The ban will apply only to trading of cryptocurrencies on exchanges, according to people familiar with the matter.
The authorities do not have plans to stop over-the-counter trading of virtual currencies, the people said. China's central bank said it could not immediately comment.
Bitcoin slumped last Friday after Caixin magazine reported China's plans, capping the virtual currency's biggest weekly retreat in nearly two months.
The country accounts for about 23 per cent of bitcoin trades globally and is also home to many of the world's biggest bitcoin miners, who confirm transactions in the digital currency.
"Trading volume would definitely shrink," said Mr Zhou Shuojifounding partner at FBG Capital, which invests in cryptocurrencies. "Old users will definitely still trade, but the entry threshold for new users is now very high. This will definitely slow the development of cryptocurrencies in China."
While Beijing's motivation for the exchange ban is unclear, it comes amid a clampdown on financial risk in the run-up to a key Communist Party leadership reshuffle next month.
IMPACT ON VOLUME
Trading volume would definitely shrink. Old users will definitely still trade, but the entry threshold for new users is now very high. This will definitely slow the development of cryptocurrencies in China.''
MR ZHOU SHUOJI, founding partner at FBG Capital, which invests in cryptocurrencies.
Bitcoin has jumped about 600 per cent in US dollar terms over the past year, part of a broad surge in virtual currencies that has fuelled concerns of a bubble.
The People's Bank of China has done trial runs of its own prototype cryptocurrency, taking it a step closer to being the first major central bank to issue digital money.
"There has been a general tightening of the screws on regulating financial and monetary conditions," said Mr Mark McFarland, chief economist at Union Bancaire Privee. "All of these things suggest a longer-term process of tightening scrutiny of activities that aren't in the normal sort of monetary realm."

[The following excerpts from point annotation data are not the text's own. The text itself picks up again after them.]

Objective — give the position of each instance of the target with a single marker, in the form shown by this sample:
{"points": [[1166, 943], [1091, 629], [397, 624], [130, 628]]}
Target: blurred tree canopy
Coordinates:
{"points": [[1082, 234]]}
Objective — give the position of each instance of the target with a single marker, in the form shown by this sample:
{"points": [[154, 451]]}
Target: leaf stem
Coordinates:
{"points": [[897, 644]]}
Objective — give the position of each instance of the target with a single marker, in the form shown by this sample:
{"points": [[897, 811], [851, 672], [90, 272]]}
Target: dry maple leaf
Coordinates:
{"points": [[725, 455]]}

OKCoin, BTC China and Huobi, the country's three biggest bitcoin exchanges, said yesterday that they had not received any regulatory notices concerning bans on cryptocurrency trading.
All three venues reported transactions yesterday, with bitcoin rising 6.3 per cent on OKCoin as of 11.56am local time.

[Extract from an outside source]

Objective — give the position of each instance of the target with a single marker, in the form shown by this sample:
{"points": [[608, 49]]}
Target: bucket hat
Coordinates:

While bitcoin users will still be able to trade cryptocurrencies in China without exchanges, the process is likely to be slower and come with increased credit risk, analysts said.
The exchange ban is unlikely to have a major impact on the prices of cryptocurrencies because venues outside China will continue trading, according to FBG Capital's Mr Zhou.
The country's role in the bitcoin market had already started shrinking in recent months as the authorities tightened regulation.
At one point, exchanges in the country accounted for more than 90 per cent of the world's bitcoin transactions.